Corriere della Sera, 29 dicembre 2022
Pasolini e Calvino: gli sconfitti
Da che mondo è mondo (si fa per dire), ci sono i pasoliniani e ci sono i calviniani. Come se tra i due «partiti» non ci fosse possibilità di dialogo. Semplificando molto, Pasolini significa immersione del corpo nella lotta, Calvino incarna l’osservazione del mondo (da fuori); Pasolini è passione tragica, Calvino è ragione illuminista con una componente anche giocosa; Pasolini è espressività esorbitante, Calvino è rigore dello stile. Ora che si è chiuso l’anno di Pasolini, si apre il centenario di Italo Calvino.
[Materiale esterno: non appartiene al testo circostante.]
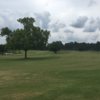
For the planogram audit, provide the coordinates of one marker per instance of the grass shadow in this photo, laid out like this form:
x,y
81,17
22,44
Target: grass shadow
x,y
36,58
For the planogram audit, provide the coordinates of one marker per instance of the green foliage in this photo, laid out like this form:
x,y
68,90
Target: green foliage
x,y
55,46
46,76
2,49
5,31
29,38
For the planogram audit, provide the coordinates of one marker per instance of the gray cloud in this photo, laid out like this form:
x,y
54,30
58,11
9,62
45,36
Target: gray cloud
x,y
92,25
68,31
43,19
55,27
80,22
92,3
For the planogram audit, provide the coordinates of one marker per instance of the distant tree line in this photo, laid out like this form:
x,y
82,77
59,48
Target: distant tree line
x,y
58,45
82,46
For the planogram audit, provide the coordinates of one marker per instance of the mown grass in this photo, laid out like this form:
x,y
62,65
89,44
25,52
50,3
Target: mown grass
x,y
69,75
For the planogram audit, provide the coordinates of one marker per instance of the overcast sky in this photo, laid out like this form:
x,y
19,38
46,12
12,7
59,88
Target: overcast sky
x,y
68,20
Erano due modi di pensare la letteratura e due modi di pensare la vita: per gli approssimativi, erano l’uno l’imprudenza della passione, l’altro la prudenza del raziocinio. Anni fa, la studiosa Carla Benedetti mise in netta opposizione i due punti di vista in un libro intitolato Pasolini contro Calvino, dove schierandosi dalla parte del primo, scrittore «impuro», accusava il secondo di essere «integrato nell’istituzione letteraria». Si tratta comunque, e questo nessuno può negarlo, di due dei maggiori intellettuali (oltre che scrittori) del nostro tempo (se ancora il secondo Novecento si può ritenere a noi contemporaneo). Polemizzarono più volte tra loro. In un’intervista del 1974, Calvino disse di non condividere il «rimpianto di Pasolini per la sua Italietta contadina», che aveva aspetti detestabili. Per Pasolini l’Italietta era quella piccolo-borghese ed eternamente fascista del boom economico e del consumo omologante. Se Pasolini lo fu in termini più eclatanti, anche Calvino è stato un critico della modernità: quello che forse è il suo capolavoro, Le città invisibili, oppone al sogno di un equilibrio nella convivenza umana la vischiosità e il disordine prefigurando il collasso della società urbana. Come Pasolini, anche Calvino è stato molto letto rimanendo molto inascoltato. Aveva ragione Alberto Asor Rosa nel definirli due grandi sconfitti. Celebrarli è celebrare una sconfitta comune.